しかし、頭曼単于はほかの子どもに跡を継がせようとします。
頭曼単于は冒頓単于を月氏への人質として差し出します。
そして、そのどさくさに月氏を襲い、月氏の手で冒頓単于を殺させようとしました。
しかし、冒頓単于はここから逃げ延びるだけでなく、一頭の善馬を奪ってきました(敵から善馬を奪うのは匈奴における誉れです)。
冒頓単于はやがて頭曼単于を殺し、単于(匈奴における皇帝)に就きます。
その後、東に強勢を誇っていた東胡を討ち、西の月氏を奔らせます。
中華を統一した前漢劉邦の大軍をも破り、白登山にまで追い詰めました。
劉邦は何とか助かりますが、その後前漢は匈奴の属国となり、公主を嫁に差し出し、毎年たくさんの貢物を贈らねばならぬこととなりました。
匈奴の支配体制
匈奴社会の頂点に君臨する単于は攣鞮氏(れんていし)という氏族から出されます。
その下に左右賢王、左右谷蠡王、左右骨都侯が置かれ、太子は常に左賢王になります。
二十四の長官があり、すべて世襲です。
毎年正月、五月、九月に竜城で部族代表会議が行われます。
匈奴の習俗
若者を大事にする
匈奴では騎馬遊牧の主力となる若者をとても大事にします。
食事は若者が先に食べ、老いている人たちはその残り物を食べます。
父・兄の未亡人を
匈奴ではある男が死ぬと、その未亡人は男の息子や弟が引き継ぎます。
匈奴の葬礼
匈奴ではもともと単于が死ぬと殉死の伝統がありました。
時に百人以上が殉じたこともあり、やがて廃止されました。
このあたりは秦の穆公(※)における大量殉死を彷彿とさせるところがあります。
(※)春秋五覇の一人。
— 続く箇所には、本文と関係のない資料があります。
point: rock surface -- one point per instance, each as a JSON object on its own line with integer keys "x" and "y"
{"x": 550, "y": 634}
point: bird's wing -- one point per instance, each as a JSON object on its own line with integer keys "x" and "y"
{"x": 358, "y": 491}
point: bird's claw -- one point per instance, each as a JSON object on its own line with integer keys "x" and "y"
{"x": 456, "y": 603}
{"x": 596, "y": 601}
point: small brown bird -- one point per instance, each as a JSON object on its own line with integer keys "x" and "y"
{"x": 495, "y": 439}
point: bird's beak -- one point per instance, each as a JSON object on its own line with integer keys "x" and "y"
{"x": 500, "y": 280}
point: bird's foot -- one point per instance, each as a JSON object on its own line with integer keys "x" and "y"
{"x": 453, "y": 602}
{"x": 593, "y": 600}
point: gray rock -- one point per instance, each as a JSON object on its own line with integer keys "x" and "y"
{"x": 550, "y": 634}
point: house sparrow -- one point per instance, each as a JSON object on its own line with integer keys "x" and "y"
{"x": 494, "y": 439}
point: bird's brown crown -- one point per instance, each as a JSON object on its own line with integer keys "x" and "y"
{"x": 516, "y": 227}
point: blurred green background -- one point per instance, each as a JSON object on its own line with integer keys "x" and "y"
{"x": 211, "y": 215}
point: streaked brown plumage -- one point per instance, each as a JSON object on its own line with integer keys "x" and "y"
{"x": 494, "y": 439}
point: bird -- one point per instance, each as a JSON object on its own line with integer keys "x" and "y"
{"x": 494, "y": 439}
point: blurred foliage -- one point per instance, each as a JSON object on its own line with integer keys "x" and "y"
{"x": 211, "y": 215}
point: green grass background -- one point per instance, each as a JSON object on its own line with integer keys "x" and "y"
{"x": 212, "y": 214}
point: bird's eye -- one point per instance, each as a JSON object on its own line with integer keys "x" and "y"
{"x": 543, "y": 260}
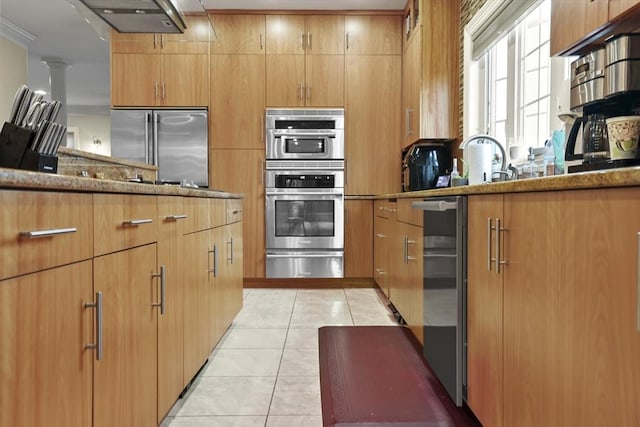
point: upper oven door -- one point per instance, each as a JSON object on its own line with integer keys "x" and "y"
{"x": 305, "y": 144}
{"x": 305, "y": 219}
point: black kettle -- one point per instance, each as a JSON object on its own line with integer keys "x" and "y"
{"x": 595, "y": 140}
{"x": 423, "y": 163}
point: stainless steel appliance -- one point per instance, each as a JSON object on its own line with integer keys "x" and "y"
{"x": 587, "y": 79}
{"x": 423, "y": 163}
{"x": 622, "y": 71}
{"x": 305, "y": 220}
{"x": 174, "y": 140}
{"x": 305, "y": 134}
{"x": 445, "y": 292}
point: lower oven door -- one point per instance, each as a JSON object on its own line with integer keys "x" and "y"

名臣百里奚を抱え強国化。その死に家臣177人が殉じました。
匈奴ではその後、単于の葬儀の際に
●顔を切りつける
●髪の毛を抜く
などをして弔うようになります。
匈奴では略奪品は得た人のものになります。
それは“人”もです。
匈奴は中華北辺の人々を積極的に拉致しておりました。
その目的は農業・手工業などにおける労働力です。
匈奴でも実は農業がおこなわれておりました。
その作物は黍や稗・豆類など。
おそらく家畜用でしょう。
また、ナイフや鉄などを安定的に確保する必要もありました。